There have been several studies regarding tissue dehydration and the effect on the Er:YAG laser ablation rate [21-23]. Water absorption and diffusion studies in enamel indicate that only approximately half of the water is actually diffusible ²⁴ and the rate for water diffusion is quite slow, on the order of several hours to days. Thermal analysis studies indicate that the tissue has to be heated to temperatures exceeding 200–300°C before all the diffusible water is removed [25]. Higher temperatures of up to 800°C are required to remove the more tightly bound water [25]. None of these studies have reported the rapid dehydration that we observe in these imaging studies.

One of the challenges in designing safe laser ablation systems is to determine the optimum-operating regimen for efficient hard tissue removal. This requires a balance of the rate of energy deposition primarily determined by the single laser pulse energy and the pulse repetition rate with the rate of water-cooling. However, the incident laser fluence, the depth of cut, crater morphology, geometry and the amount of water present on the sample surface or in the ablation crater can profoundly influence the ablation rate and efficiency and lead to stalling that in turn leads to increased heat accumulation and thermal damage. The influence of all these parameters is difficult to predict and NIR imaging provides a very rapid method for assessing the potential for thermal effects. For example, the use of 50-Hz with water-cooling produced clean ablation with little thermal damage. However, there was an obvious decrease in the ablation rate and efficiency with increasing depth due to the increasing aspect ratio of the ablation crater causing the incident laser fluence to decrease as the energy is spread over a greater area of the conical hole. At higher pulse repetition rates thermal changes can be seen spreading from the base of the crater indicating excessive heat buildup as ablation stalls and the heat accumulation accelerates. Thermocouple measurements in whole teeth carried out using pulse repetition rates from 50-300-Hz with the laser scanned along one axis confirm the observations in this study, namely that ablation stalls as the crater reaches a certain depth and aspect ratio and we found that the higher repetition rates with a similar length of cut the volume of tissue removed did not increase as anticipated, since stalling occurred and the additional laser pulses contributed to heat accumulation. These results indicate that the laser needs to be scanned in two dimensions if high repetition rates are used, not only to ensure efficient ablation but to also avoid excessive heat accumulation that may cause pulpal overheating and injury. Further work will elaborate on the rate of water delivery on the ablation process and peripheral thermal damage at high repetition rates.

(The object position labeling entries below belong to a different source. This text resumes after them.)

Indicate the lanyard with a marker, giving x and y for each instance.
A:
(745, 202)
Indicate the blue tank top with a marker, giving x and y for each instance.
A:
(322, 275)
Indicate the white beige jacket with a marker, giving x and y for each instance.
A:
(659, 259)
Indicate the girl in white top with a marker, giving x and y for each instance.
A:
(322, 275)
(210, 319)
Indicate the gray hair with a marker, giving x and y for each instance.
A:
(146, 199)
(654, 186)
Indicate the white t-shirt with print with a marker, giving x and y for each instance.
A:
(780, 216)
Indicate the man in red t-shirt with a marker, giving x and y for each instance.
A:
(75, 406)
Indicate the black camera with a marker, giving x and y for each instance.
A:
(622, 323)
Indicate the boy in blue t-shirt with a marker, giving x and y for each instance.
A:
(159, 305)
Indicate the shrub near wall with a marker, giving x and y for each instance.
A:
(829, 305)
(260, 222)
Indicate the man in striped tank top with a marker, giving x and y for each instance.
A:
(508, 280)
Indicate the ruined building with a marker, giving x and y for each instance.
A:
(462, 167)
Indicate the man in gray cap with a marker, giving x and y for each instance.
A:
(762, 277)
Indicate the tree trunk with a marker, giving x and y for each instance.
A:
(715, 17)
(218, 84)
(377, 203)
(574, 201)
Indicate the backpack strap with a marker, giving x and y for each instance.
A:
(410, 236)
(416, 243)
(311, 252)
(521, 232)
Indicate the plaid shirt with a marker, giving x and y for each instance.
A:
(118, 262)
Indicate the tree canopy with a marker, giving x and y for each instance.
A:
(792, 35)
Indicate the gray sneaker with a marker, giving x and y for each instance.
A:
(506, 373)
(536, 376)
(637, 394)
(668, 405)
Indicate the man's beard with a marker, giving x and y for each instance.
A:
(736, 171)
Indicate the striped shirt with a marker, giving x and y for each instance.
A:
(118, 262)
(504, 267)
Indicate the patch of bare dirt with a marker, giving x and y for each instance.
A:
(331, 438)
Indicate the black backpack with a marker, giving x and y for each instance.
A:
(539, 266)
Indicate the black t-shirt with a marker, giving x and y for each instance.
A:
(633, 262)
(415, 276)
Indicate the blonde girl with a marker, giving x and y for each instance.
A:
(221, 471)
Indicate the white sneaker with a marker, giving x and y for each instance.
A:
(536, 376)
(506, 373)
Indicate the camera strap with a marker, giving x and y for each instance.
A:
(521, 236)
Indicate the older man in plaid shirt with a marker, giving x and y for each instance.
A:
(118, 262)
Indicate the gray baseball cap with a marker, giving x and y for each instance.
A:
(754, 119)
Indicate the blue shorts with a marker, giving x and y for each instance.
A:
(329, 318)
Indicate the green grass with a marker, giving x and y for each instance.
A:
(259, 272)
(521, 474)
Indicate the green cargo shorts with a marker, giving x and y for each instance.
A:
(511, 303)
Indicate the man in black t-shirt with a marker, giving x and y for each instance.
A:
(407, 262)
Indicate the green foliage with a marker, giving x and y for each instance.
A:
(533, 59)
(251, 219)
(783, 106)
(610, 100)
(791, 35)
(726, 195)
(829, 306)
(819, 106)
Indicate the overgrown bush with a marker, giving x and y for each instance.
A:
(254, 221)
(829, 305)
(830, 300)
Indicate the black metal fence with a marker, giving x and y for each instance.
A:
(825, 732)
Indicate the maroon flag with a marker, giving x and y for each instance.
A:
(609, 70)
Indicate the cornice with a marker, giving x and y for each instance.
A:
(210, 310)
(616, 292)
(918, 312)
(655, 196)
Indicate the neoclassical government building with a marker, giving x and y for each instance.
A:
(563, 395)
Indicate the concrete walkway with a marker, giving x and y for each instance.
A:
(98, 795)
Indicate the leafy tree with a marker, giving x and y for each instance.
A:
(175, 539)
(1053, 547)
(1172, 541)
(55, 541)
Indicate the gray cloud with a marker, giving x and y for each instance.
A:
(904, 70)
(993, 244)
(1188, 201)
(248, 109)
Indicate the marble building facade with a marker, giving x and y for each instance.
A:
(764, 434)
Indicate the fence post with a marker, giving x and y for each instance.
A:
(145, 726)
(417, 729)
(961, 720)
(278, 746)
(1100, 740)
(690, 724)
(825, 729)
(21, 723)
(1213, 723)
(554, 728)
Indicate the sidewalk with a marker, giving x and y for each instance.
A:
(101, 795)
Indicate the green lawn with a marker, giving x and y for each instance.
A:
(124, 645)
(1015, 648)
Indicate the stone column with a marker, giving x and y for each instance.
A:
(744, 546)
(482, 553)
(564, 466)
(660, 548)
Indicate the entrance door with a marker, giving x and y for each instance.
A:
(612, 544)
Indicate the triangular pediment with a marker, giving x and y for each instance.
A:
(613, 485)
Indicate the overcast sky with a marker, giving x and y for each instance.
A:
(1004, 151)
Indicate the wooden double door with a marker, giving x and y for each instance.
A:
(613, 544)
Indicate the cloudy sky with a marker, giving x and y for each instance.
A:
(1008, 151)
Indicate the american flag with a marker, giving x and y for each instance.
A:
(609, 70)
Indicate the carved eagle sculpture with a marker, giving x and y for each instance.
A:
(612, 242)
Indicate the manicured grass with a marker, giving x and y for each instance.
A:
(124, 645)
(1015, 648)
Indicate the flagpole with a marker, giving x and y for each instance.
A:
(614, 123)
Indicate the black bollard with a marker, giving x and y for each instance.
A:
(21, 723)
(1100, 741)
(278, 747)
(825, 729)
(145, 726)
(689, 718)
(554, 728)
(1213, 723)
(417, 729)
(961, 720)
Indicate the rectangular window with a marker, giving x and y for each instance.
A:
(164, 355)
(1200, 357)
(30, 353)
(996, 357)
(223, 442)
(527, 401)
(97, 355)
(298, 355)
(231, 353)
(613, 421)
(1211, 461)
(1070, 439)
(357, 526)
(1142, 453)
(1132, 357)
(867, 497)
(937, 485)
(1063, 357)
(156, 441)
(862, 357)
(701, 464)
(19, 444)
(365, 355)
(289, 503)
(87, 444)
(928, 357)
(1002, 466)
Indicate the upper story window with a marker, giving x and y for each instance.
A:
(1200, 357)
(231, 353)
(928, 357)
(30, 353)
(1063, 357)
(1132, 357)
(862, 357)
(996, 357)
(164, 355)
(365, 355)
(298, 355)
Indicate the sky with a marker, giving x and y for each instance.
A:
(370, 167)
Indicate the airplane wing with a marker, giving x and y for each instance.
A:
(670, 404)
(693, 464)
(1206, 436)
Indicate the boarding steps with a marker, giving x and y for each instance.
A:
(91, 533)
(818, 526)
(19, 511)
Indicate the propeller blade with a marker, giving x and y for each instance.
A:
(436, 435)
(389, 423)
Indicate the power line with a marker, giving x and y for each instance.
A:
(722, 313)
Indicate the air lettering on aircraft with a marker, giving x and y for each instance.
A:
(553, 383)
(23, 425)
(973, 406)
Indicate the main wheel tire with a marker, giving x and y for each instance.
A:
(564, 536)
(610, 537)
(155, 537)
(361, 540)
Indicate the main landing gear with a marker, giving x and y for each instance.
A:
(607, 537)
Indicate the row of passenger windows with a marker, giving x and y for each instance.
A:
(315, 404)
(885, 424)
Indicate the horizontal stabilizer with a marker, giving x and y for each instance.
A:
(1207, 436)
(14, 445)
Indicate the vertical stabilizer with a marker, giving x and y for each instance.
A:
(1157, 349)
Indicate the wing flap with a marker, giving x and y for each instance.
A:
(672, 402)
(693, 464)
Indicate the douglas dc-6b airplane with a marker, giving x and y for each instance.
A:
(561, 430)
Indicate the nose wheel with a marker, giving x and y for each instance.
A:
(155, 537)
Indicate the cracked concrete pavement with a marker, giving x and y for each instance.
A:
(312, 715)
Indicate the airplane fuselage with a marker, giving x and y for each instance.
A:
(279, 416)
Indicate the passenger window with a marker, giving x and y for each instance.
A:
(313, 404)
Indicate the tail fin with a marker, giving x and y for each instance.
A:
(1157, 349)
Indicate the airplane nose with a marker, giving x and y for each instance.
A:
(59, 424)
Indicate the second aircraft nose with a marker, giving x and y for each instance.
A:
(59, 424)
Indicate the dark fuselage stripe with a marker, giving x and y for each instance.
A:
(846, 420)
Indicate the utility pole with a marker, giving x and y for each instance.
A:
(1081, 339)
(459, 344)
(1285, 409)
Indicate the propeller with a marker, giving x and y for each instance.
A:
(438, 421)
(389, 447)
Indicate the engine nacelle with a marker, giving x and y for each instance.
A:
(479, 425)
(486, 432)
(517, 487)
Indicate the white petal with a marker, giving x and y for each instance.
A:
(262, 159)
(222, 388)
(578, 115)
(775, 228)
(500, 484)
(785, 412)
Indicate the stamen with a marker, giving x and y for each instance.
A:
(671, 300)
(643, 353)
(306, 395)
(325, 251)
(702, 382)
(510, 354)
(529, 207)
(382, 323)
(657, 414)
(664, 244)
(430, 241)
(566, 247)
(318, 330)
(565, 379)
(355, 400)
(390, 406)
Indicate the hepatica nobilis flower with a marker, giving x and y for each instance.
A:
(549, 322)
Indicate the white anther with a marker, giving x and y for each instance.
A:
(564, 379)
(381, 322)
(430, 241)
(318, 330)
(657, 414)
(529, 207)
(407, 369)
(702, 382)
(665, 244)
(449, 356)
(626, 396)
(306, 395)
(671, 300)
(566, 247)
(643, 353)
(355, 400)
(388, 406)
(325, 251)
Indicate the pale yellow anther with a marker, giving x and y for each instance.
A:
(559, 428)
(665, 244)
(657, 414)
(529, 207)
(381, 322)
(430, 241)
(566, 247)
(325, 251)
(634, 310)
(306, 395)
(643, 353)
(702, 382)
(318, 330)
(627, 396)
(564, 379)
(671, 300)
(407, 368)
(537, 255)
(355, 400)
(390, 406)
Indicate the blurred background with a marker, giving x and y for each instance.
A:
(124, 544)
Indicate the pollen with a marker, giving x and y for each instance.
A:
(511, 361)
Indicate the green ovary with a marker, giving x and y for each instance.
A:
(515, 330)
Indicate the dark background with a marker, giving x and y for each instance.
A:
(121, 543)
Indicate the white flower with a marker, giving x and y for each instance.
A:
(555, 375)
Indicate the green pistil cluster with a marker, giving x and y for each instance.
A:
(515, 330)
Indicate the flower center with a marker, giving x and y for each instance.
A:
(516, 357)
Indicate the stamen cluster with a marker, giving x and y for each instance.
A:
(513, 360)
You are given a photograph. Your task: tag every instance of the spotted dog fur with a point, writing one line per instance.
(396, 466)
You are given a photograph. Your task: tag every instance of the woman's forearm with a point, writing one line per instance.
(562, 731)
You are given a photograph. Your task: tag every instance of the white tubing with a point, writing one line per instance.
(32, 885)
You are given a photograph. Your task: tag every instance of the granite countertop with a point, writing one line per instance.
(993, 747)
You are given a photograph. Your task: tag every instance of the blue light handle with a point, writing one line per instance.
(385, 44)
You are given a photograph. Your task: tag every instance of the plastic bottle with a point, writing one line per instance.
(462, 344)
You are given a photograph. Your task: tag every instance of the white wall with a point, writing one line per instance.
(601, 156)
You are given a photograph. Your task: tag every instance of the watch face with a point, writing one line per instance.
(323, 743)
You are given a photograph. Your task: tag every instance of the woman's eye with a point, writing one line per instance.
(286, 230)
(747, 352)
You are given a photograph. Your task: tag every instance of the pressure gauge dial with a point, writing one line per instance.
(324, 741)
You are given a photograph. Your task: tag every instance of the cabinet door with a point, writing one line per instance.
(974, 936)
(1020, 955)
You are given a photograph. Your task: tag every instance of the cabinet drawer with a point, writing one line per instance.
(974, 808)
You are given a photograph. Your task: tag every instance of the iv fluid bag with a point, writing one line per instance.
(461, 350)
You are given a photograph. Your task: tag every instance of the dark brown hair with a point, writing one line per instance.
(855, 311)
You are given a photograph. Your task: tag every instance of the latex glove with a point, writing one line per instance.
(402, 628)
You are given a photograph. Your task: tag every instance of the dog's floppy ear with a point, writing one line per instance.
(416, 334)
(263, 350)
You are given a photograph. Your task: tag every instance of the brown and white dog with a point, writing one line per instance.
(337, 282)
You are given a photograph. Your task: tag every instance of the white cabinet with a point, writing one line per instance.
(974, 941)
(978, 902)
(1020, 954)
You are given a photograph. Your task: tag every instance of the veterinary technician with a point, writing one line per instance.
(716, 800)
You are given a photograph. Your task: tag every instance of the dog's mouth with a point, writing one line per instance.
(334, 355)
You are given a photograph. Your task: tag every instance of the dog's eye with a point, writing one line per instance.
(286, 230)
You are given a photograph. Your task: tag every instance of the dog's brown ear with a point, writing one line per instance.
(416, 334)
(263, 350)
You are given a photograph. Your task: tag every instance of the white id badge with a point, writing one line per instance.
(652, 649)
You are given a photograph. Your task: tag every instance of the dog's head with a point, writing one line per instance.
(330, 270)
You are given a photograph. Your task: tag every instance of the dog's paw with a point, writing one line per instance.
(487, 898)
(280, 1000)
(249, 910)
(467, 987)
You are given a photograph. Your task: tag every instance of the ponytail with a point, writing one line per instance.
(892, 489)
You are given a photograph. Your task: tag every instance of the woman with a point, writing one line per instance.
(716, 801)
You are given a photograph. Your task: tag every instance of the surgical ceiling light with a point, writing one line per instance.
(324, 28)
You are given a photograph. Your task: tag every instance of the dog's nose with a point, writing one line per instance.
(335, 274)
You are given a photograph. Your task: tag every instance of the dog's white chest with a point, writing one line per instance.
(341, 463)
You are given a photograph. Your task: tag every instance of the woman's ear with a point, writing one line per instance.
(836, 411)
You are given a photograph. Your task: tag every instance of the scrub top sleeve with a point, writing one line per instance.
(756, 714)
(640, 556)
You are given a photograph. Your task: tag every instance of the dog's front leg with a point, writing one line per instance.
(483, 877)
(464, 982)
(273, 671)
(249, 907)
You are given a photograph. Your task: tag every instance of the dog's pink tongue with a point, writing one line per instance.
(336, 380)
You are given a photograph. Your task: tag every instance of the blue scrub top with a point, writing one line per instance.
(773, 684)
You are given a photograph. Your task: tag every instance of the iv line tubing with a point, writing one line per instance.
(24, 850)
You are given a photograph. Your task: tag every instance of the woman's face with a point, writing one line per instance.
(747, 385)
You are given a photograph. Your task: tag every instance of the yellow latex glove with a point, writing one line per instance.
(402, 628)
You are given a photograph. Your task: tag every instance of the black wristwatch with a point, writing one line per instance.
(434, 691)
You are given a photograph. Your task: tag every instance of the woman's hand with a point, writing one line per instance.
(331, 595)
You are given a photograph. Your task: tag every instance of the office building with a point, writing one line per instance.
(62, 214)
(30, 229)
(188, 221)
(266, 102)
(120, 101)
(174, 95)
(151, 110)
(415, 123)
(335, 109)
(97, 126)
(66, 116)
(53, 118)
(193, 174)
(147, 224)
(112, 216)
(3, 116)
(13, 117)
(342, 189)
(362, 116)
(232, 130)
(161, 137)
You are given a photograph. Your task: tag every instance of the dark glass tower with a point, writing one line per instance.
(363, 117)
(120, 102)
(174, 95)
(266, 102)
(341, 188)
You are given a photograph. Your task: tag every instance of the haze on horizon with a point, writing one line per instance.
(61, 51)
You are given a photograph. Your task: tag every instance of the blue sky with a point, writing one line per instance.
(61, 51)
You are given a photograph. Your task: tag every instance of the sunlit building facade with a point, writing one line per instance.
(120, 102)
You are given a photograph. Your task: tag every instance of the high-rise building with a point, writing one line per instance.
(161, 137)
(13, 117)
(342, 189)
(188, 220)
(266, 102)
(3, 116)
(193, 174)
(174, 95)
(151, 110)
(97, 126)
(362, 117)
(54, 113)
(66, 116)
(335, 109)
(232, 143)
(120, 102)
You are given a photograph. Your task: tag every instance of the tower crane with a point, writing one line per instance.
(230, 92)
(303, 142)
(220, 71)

As new imaging modalities become available to the dental community such as fluorescence based methods, optical coherence tomography and the new NIR method presented here, there is increasing potential to integrate these methods with laser ablation systems for controlled and selective removal of dental caries (dental decay). The promising results of this study demonstrate the potential of NIR imaging for this task. Since the position of the laser beam and carious lesions are visible in the transparent enamel, it is likely that NIR imaging can be used to monitor caries removal with the laser, and future studies will be carried out to investigate this approach to monitor the removal of demineralized enamel. One can envision that a NIR assisted vision system analogous to image-intensified viewing systems could be developed to aid the clinician in selective removal.